Posted on 5/6/21 at 8:51 am to
Posted by Strannix
District 11
Member since Dec 2012
48904 posts
Posted on 5/6/21 at 8:51 am to
quote:

The never ending inflation was because of population growth and a growing labor force with rapidly increasing productivity. Precisely when the monetary base should be growing in theory.


What would you consider a responsible measured ratio between GDP growth and monetary supply increase?
Posted by JayDeerTay84
Texas
Member since May 2013
9847 posts
Posted on 5/6/21 at 9:58 am to
quote:

Precisely when the monetary base should be growing in theory.


But why? I can easily say that "in theory" less printing means the dollar is more valuable and my dollar buys more as time goes on.

Is scarcity not a thing? Do we have to print X dollars for every new child?
Posted by Strannix
District 11
Member since Dec 2012
48904 posts
Posted on 5/6/21 at 10:06 am to
Deflation isn't the boogeyman the Keynesian/Bolshevists make it out to be. Nor are reasonable interest rates. Its a two parter.

1. Its how the FED steals your money and gives it to international high finance

2. They're so far down this rabbit hole now the correction will be catastrophic, there's no easing out of this.

The financiers are jerking off to stock prices that are just inflated themselves, 30k isn't 30k.
This post was edited on 5/6/21 at 10:09 am
Posted by RedStickBR
Member since Sep 2009
14577 posts
Posted on 5/6/21 at 11:36 am to
quote:

But why? I can easily say that "in theory" less printing means the dollar is more valuable and my dollar buys more as time goes on.

Is scarcity not a thing? Do we have to print X dollars for every new child?


Heuristically speaking:

1. Inflation can occur when too many dollars are chasing too few goods. Consumers have dollars they want to spend on cars but there aren't enough cars for all of them to buy, so producers raise the price of said cars until equilibrium is met (i.e. inflation).

2. Deflation can occur when too few dollars are chasing too many goods. Producers have cars they want to sell but there aren't enough buyers at current prices to sell all the cars, so producers lower the price of said cars until equilibrium is met (i.e. deflation).

3. If your economy is growing due to a population boom and increased labor force participation rate, there are more goods being produced. Unless you increase the money supply to some degree, you run the risk of falling into #2 above.

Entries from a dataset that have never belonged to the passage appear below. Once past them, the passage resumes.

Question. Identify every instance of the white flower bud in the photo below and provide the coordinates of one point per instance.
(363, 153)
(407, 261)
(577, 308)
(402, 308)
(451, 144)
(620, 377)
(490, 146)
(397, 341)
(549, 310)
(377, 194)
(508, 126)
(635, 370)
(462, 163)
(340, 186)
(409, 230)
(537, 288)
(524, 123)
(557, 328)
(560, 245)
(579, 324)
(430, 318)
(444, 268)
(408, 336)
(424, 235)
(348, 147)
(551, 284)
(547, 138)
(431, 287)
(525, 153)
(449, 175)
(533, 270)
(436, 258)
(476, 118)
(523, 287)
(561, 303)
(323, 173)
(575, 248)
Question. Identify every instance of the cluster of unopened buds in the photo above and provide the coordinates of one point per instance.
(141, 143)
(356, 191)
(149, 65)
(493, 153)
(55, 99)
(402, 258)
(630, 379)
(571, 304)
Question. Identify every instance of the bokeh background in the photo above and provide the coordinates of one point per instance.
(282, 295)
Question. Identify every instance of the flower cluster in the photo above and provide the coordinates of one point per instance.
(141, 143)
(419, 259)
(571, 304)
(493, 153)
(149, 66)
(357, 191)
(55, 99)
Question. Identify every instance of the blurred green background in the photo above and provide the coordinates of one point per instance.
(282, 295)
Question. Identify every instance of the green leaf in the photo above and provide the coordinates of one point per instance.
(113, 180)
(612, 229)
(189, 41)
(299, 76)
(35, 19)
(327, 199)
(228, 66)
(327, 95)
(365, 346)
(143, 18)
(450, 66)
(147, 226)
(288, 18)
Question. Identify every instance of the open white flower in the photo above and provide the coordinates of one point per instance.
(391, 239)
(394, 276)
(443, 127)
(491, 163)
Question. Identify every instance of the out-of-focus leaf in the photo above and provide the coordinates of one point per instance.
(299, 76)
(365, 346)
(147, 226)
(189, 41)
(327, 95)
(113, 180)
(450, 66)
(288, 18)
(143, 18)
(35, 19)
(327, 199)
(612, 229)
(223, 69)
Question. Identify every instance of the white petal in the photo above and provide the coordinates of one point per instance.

4. It appears you are tempted to say, "Well, that would be great for the dollar, so it's great for me. I could buy so much more stuff." But recall that currency is relative and economies are interconnected. If the relative value of the dollar gets too strong, you'd kill your domestic products and services. No more international banks, international law firms, international companies, etc. The only people who'd be able to afford your products and services would be Americans.

5. Perhaps you hear that and say, "Great!" But would it really be great? The U.S. has grown into what it is today in large part by selling stuff overseas. Sure, we run trade deficits, but we still export A LOT. Remove those exports, and you've reduced the market available to American companies substantially.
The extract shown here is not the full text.